令 \(\large \left \lfloor \frac{n}{i} \right \rfloor = k\),有 \(\large i \times k + p = n\)。其中 \(\large p = n \mod i\)。
将 \(\large \frac{n}{j} = k\) 表示为 $ \large \frac{n}{i + d_{max}} = k$。对于 $ \large \frac{n}{i + d} = k$,同上有 \((i+d) \times k + p'=n\)。有
\[
(i+d) \times k + p' = \large i \times k + p = n
\]
\[ p' = i \times k + p - i \times k - d \times k = p - d \times k \]
因为 \(p' \ge 0\) 且 \(d\) 为整数,所以有 \(p - d \times k \ge 0\),进而推出 \(d_{max} = \left \lfloor \frac{p}{k} \right \rfloor\)
推式子
\[
j = i + d_{max} = i + \left \lfloor \frac{p}{k} \right \rfloor
\]
\[ = i+ \left \lfloor \frac{n \mod i}{\left \lfloor \frac{n}{i} \right \rfloor} \right \rfloor = \left \lfloor i +\frac{n \mod i}{\left \lfloor \frac{n}{i} \right \rfloor} \right \rfloor \]

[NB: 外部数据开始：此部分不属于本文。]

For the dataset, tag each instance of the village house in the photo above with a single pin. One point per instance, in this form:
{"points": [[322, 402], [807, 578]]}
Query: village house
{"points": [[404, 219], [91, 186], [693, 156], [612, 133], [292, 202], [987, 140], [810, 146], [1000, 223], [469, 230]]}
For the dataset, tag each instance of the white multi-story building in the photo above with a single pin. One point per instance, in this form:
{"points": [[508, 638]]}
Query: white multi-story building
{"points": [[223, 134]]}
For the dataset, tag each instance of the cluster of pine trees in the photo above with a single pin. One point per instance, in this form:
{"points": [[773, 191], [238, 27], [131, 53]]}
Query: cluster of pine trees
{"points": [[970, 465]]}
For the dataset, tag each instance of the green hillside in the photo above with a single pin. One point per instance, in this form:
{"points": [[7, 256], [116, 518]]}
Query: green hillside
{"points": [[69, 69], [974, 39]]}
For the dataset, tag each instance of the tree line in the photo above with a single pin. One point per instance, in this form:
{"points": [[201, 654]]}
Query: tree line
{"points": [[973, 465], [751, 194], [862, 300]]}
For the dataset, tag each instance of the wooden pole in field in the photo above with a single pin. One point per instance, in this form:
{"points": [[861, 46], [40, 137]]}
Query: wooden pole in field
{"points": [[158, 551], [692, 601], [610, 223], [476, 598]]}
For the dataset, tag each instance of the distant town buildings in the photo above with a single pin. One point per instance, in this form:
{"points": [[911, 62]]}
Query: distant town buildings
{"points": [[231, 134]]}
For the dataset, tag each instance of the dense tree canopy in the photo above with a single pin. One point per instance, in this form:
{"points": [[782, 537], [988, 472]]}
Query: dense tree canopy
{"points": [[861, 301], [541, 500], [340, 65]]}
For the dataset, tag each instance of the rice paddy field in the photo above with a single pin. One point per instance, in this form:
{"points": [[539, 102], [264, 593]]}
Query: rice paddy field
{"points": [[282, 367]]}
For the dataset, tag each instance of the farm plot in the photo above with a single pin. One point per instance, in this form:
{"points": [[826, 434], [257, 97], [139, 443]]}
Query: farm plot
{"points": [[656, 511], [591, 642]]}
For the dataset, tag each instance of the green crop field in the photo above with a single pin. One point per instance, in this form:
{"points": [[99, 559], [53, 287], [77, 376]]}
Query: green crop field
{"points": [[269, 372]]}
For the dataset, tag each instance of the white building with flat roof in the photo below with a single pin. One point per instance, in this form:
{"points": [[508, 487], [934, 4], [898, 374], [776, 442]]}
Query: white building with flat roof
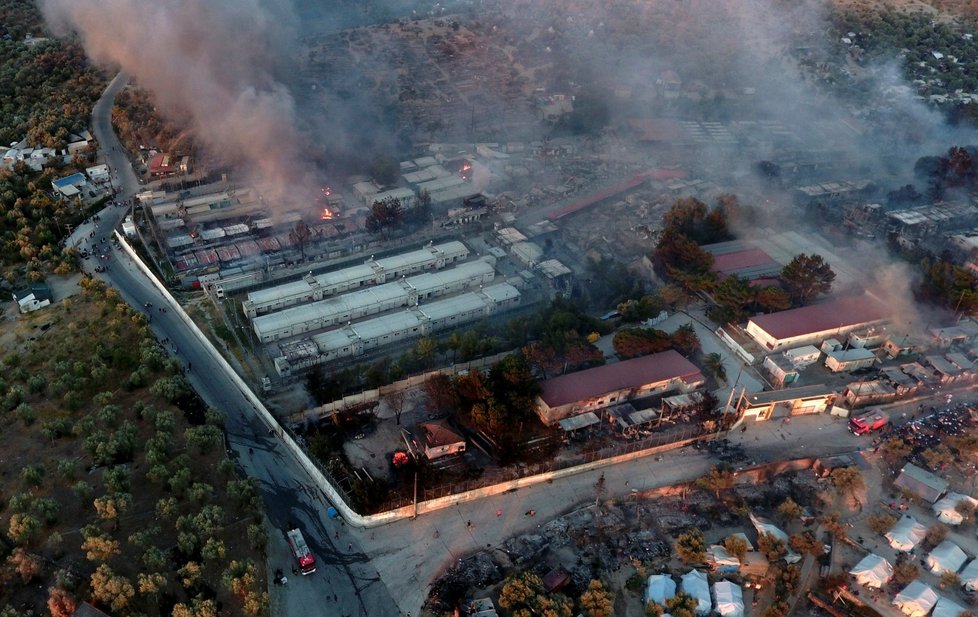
{"points": [[370, 301], [415, 322], [311, 288]]}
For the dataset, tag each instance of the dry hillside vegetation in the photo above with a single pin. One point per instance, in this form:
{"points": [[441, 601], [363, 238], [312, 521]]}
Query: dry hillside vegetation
{"points": [[116, 487]]}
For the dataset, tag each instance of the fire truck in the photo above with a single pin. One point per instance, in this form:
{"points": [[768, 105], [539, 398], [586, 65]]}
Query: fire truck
{"points": [[301, 553], [868, 422]]}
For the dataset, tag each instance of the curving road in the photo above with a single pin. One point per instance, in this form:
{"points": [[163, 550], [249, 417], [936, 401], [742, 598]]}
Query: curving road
{"points": [[409, 553], [345, 572]]}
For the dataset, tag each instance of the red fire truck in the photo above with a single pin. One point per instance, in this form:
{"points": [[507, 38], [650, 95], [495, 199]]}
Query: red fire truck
{"points": [[303, 556]]}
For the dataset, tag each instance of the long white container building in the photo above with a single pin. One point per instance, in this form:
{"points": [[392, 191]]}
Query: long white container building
{"points": [[311, 288], [415, 322], [371, 301]]}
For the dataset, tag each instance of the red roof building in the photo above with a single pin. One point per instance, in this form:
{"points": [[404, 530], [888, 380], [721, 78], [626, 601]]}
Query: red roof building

\[ = \left \lfloor i+ \frac{n - \left \lfloor \frac{n}{i} \right \rfloor \times i}{ \left \lfloor \frac{n}{i} \right \rfloor} \right \rfloor \]
\[ = \left \lfloor \frac{\left \lfloor \frac{n}{i}\right \rfloor \times i}{\left \lfloor \frac{n}{i} \right \rfloor }+ \frac{n - \left \lfloor \frac{n}{i} \right \rfloor \times i}{ \left \lfloor \frac{n}{i} \right \rfloor} \right \rfloor \]
\[ = \left \lfloor \frac{n - \left \lfloor \frac{n}{i} \right \rfloor \times i + \left \lfloor \frac{n}{i} \right \rfloor \times i}{ \left \lfloor \frac{n}{i} \right \rfloor} \right \rfloor \]
\[ = \left \lfloor \frac{n}{ \left \lfloor \frac{n}{i} \right \rfloor} \right \rfloor \]
所以 \(j = \left \lfloor \frac{n}{ \left \lfloor \frac{n}{i} \right \rfloor} \right \rfloor\)。